DOUBLES REGARDS
Tout au long de l’écriture des Otages, Taina Tervonen s’est interrogée sur le regard qu’elle portait sur l’histoire coloniale. Un questionnement nécessaire qui a façonné la mise en forme de son récit.
Les protagonistes de ce livre sont des bijoux et un sabre pris dans la ville de Ségou par un général de l’armée coloniale avant d’être entreposés dans les réserves d’un musée en France. Comment êtes-vous arrivée jusqu’à eux ?
Quand Emmanuel Macron a annoncé en 2017 qu’il voulait voir le patrimoine africain revenir en Afrique dans les cinq prochaines années, j’ai été surprise et curieuse du débat que cette déclaration inattendue allait déclencher. Ça n’a pas manqué. Le débat était passionné, idéologique, souvent marqué par des préjugés. Le passé colonial n’avait clairement pas été traité et encore moins digéré. J’ai eu envie de retracer le parcours de plusieurs objets, pour voir ce que cela pouvait dire sur cette histoire commune de l’Afrique et de l’Europe. J’ai choisi les objets de la prise de Ségou parce qu’ils font référence à une histoire qui m’était déjà familière par mon enfance sénégalaise : celle d’El Hadj Oumar Tall, héros de la résistance anticoloniale. Et puis, il n’y a pas que les objets qui ont voyagé. Il y a aussi le petit-fils d’El Hadj, Abdoulaye, enlevé par le général Archinard et emmené en France lui aussi. Le destin de cet enfant faisait écho aux objets, sauf que l’enfant avait une parole qu’on pouvait retrouver dans les lettres qu’il avait écrites.
Le mouvement Black Lives Matter a profondément remis en cause la présence d’une domination symbolique dans l’espace public (notamment en déboulonnant des statues). Cela a-t-il eu aussi un impact sur les musées ?
Black Lives Matter a bousculé les musées partout dans le monde occidental. En effet, les objets gardés dans les musées dits « ethnographiques » ont pour l’immense majorité été collectés à l’époque coloniale, donc dans un rapport de pouvoir et de conquête. Ils ont parfois été volés ou sont issus de pillages. Surtout, ces objets étaient montrés en Europe pour prouver la suprématie de la civilisation occidentale sur les cultures extraeuropéennes. Nos musées sont héritiers de cette histoire, il y a eu une vraie prise de conscience à ce sujet. Comment montrer ces objets aujourd’hui ? Quel récit pour les accompagner ? Ces questions sont d’actualité dans beaucoup de musées.
Malgré votre enfance passée au Sénégal, vous êtes étrangère à cette histoire. Comment vous positionnez-vous ?

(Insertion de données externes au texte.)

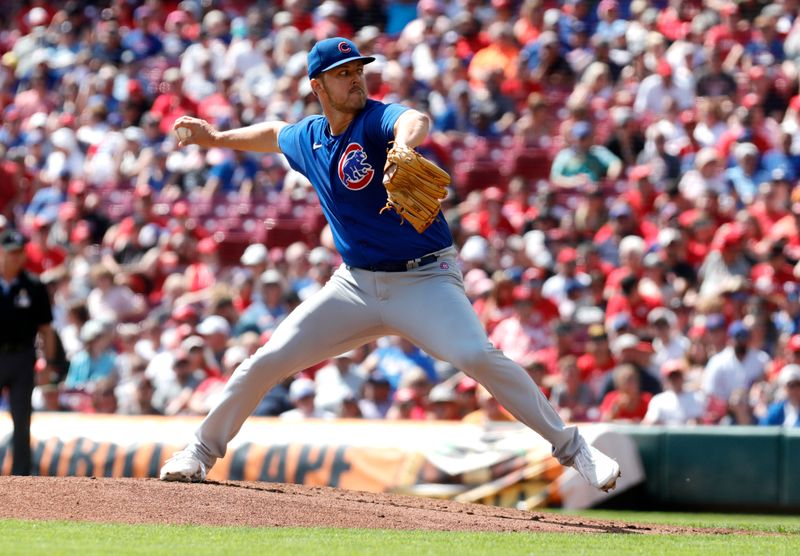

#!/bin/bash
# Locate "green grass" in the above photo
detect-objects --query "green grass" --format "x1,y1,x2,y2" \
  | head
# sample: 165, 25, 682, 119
553, 510, 800, 535
0, 514, 800, 556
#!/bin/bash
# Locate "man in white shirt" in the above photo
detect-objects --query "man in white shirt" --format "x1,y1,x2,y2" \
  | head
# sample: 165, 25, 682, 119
633, 60, 694, 116
642, 359, 705, 425
703, 320, 770, 402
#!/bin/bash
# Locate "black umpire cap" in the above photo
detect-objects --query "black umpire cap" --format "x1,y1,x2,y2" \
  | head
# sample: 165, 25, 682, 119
0, 230, 27, 251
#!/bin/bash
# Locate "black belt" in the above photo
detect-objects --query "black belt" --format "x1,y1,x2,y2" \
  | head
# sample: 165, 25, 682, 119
0, 342, 33, 353
358, 253, 439, 272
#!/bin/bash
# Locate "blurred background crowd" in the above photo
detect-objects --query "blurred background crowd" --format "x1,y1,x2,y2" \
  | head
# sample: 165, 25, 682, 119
0, 0, 800, 426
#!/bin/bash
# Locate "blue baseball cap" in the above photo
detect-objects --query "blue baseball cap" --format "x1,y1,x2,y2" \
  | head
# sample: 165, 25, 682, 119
308, 37, 375, 79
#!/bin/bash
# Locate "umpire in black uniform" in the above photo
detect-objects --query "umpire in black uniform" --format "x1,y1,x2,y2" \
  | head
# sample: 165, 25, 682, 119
0, 230, 55, 475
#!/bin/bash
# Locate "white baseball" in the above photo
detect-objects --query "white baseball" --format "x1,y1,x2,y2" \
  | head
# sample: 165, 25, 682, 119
175, 127, 192, 141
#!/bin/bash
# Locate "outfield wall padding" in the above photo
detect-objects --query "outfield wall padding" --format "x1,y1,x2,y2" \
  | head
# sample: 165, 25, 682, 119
614, 425, 800, 511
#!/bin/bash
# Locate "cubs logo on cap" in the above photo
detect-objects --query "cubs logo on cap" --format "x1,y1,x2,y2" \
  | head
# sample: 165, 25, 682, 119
308, 37, 375, 79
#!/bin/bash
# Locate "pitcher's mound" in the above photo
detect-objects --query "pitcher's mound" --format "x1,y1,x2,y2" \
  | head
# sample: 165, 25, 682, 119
0, 477, 714, 534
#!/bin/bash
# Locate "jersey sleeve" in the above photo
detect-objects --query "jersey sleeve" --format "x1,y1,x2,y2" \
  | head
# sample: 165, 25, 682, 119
364, 104, 408, 144
278, 122, 307, 175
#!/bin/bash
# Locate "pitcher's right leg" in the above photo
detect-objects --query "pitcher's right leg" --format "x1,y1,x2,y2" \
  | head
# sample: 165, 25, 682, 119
177, 269, 383, 474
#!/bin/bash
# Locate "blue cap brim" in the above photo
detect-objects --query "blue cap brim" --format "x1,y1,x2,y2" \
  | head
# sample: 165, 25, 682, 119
309, 56, 375, 79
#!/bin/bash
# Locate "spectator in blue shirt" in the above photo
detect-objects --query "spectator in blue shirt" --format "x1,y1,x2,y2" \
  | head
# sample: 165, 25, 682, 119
64, 320, 117, 390
761, 364, 800, 427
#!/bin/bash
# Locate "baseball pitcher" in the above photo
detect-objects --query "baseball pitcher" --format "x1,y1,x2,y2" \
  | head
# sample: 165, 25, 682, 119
161, 37, 620, 490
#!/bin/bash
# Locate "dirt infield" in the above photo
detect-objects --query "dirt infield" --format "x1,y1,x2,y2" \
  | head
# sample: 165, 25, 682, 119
0, 477, 730, 534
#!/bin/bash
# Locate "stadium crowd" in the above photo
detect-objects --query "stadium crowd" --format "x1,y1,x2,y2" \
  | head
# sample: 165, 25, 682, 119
0, 0, 800, 426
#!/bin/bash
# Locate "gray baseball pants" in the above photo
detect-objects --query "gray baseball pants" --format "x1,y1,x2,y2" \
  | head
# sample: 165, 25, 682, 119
187, 247, 583, 468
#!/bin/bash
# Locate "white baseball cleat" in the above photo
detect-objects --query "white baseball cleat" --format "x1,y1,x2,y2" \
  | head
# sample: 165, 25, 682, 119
572, 444, 622, 492
160, 450, 206, 483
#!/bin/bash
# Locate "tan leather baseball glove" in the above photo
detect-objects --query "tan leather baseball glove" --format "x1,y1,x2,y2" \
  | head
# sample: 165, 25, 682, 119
381, 145, 450, 233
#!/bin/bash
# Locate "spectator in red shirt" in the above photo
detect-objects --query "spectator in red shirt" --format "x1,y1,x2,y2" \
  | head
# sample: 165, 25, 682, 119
185, 237, 220, 292
489, 286, 551, 364
25, 216, 67, 275
766, 334, 800, 383
605, 236, 647, 297
622, 164, 658, 222
461, 186, 515, 239
522, 267, 559, 323
750, 240, 796, 294
576, 323, 617, 399
150, 68, 197, 135
746, 168, 792, 239
600, 365, 653, 423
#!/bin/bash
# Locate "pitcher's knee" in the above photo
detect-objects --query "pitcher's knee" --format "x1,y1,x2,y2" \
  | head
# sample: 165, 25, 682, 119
450, 346, 494, 376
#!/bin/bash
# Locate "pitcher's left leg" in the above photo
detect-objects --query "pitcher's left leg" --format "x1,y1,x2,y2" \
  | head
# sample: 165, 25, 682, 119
383, 262, 584, 465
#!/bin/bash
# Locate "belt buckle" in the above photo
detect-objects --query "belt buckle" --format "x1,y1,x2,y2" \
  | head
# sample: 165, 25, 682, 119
406, 259, 422, 270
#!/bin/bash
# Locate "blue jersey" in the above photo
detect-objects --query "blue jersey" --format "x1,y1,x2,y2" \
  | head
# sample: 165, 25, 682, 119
278, 100, 453, 268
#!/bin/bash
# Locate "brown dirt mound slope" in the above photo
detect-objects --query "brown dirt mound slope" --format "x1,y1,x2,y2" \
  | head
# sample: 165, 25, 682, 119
0, 477, 729, 534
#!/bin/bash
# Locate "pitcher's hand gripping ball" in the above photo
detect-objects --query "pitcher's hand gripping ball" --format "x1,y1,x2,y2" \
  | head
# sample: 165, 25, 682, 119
175, 127, 192, 141
381, 145, 450, 233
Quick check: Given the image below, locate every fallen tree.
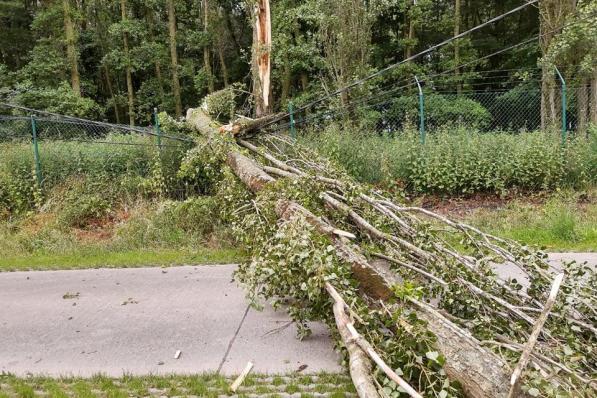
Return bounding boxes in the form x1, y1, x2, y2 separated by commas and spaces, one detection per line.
187, 110, 597, 397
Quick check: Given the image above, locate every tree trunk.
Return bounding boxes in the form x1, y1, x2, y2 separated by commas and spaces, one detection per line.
301, 72, 309, 91
103, 65, 120, 124
62, 0, 81, 95
454, 0, 462, 95
252, 0, 272, 117
187, 109, 509, 398
203, 0, 215, 94
591, 67, 597, 126
120, 0, 135, 126
147, 8, 166, 103
280, 65, 292, 106
404, 5, 415, 59
218, 42, 229, 87
576, 78, 589, 134
168, 0, 182, 117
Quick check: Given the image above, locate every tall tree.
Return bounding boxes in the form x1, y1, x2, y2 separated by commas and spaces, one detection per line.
252, 0, 272, 116
454, 0, 462, 94
168, 0, 182, 117
203, 0, 215, 93
539, 0, 576, 129
120, 0, 135, 126
62, 0, 81, 95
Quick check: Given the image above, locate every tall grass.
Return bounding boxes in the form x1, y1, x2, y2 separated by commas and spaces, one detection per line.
0, 135, 186, 216
301, 126, 597, 195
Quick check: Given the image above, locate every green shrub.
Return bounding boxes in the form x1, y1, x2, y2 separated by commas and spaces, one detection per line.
58, 189, 111, 228
303, 126, 597, 195
115, 196, 220, 248
0, 135, 191, 216
383, 94, 491, 129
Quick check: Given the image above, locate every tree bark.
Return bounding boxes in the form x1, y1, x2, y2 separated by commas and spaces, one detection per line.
147, 8, 166, 103
252, 0, 272, 117
280, 65, 292, 105
120, 0, 135, 126
404, 9, 415, 59
218, 42, 230, 87
454, 0, 462, 95
187, 109, 509, 398
576, 78, 589, 134
203, 0, 215, 94
591, 66, 597, 125
102, 65, 120, 124
62, 0, 81, 96
168, 0, 182, 117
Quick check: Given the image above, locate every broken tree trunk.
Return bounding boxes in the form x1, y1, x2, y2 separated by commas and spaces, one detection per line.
187, 110, 510, 398
220, 113, 284, 136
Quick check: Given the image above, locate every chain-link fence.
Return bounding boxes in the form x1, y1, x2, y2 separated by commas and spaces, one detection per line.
0, 105, 197, 202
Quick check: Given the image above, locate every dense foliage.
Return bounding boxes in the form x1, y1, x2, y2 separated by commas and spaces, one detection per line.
301, 126, 597, 195
0, 0, 597, 125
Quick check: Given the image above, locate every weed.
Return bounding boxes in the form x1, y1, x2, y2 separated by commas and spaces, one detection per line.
302, 126, 597, 195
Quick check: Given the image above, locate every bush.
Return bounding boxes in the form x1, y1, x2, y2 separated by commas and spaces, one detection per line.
0, 135, 190, 214
382, 94, 491, 129
304, 126, 597, 195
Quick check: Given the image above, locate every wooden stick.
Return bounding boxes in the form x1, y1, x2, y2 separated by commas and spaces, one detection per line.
508, 273, 564, 398
230, 361, 253, 392
325, 282, 423, 398
371, 253, 448, 286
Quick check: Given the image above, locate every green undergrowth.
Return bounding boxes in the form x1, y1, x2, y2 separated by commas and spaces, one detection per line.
0, 118, 245, 270
452, 190, 597, 252
300, 126, 597, 195
0, 247, 246, 271
0, 195, 245, 270
0, 373, 355, 398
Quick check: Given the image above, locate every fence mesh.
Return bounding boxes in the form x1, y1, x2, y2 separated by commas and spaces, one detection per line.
273, 77, 597, 141
0, 105, 198, 201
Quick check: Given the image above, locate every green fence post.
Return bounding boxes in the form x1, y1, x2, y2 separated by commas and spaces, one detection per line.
31, 115, 42, 188
153, 108, 162, 151
556, 67, 568, 145
288, 101, 296, 139
415, 76, 425, 144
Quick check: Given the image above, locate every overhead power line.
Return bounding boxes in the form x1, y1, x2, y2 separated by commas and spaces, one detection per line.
263, 6, 597, 131
297, 0, 539, 111
264, 0, 539, 127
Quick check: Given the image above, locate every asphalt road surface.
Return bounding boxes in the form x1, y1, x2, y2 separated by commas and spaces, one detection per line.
0, 253, 597, 377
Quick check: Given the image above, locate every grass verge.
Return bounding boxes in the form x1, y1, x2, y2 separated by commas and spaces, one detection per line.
0, 373, 356, 398
424, 189, 597, 252
0, 248, 246, 271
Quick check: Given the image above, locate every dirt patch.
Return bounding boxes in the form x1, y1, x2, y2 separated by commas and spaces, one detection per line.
73, 209, 131, 243
413, 194, 547, 216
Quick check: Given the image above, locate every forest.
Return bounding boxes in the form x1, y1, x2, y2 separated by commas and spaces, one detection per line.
0, 0, 597, 128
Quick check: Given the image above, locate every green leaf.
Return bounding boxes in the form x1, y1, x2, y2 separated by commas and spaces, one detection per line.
425, 351, 439, 362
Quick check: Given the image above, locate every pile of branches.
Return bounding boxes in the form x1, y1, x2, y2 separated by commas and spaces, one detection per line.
185, 109, 597, 397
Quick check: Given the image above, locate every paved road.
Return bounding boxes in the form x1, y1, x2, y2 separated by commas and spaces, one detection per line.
0, 265, 342, 376
0, 253, 597, 376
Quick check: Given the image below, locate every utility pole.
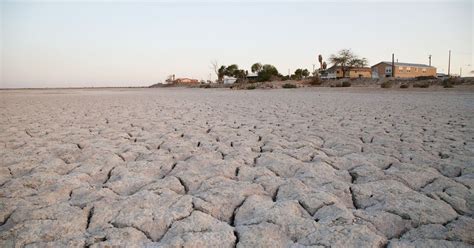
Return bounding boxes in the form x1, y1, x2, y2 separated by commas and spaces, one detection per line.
392, 53, 395, 77
448, 50, 451, 76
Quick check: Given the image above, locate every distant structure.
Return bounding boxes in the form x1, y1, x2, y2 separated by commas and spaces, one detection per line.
326, 65, 371, 78
173, 78, 199, 85
371, 61, 436, 78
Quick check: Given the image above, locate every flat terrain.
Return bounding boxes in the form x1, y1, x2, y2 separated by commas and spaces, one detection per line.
0, 88, 474, 247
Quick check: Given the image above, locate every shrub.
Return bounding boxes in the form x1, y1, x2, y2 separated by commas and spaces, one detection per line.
416, 76, 436, 80
380, 81, 393, 89
413, 82, 430, 88
281, 84, 296, 89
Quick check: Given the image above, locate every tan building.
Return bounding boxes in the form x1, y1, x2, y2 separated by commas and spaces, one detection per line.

« Dans quel camp es-tu ? » À plusieurs reprises, je me suis retrouvée face à cette question posée plus ou moins directement, comme si, face à l’histoire coloniale, il fallait choisir un camp, même cent ans après. Cela dit beaucoup sur la violence de cette histoire qui lie l’Afrique et l’Europe. Mon choix a été de la raconter depuis la France et depuis le Sénégal, à travers la parole de personnes qui ont toutes, d’une façon ou d’une autre, accompagné ces objets. Et puis il y a la parole de ceux qui ne sont plus là, mais qui nous parlent à travers les archives. Dans cette histoire, il n’y a pas de vérité unique. Il y a des faits et tellement de façons différentes de les mettre en récit. Chaque version de l’histoire amène de la nuance. C’est cette diversité que j’ai voulu raconter, tout en appliquant une démarche de journaliste qui croise les sources pour vérifier chaque information factuelle. Je crois que la voix qui m’a le plus marquée, c’est celle du jeune Abdoulaye, enlevé à sa famille, arraché à son pays, à sa langue, à sa culture, et qui devient français sans jamais oublier d’où il vient. Ses lettres disent tout ça, avec des mots d’adolescent, puis de jeune adulte. Sa colère face à la discrimination qu’il subit est d’une actualité terrible.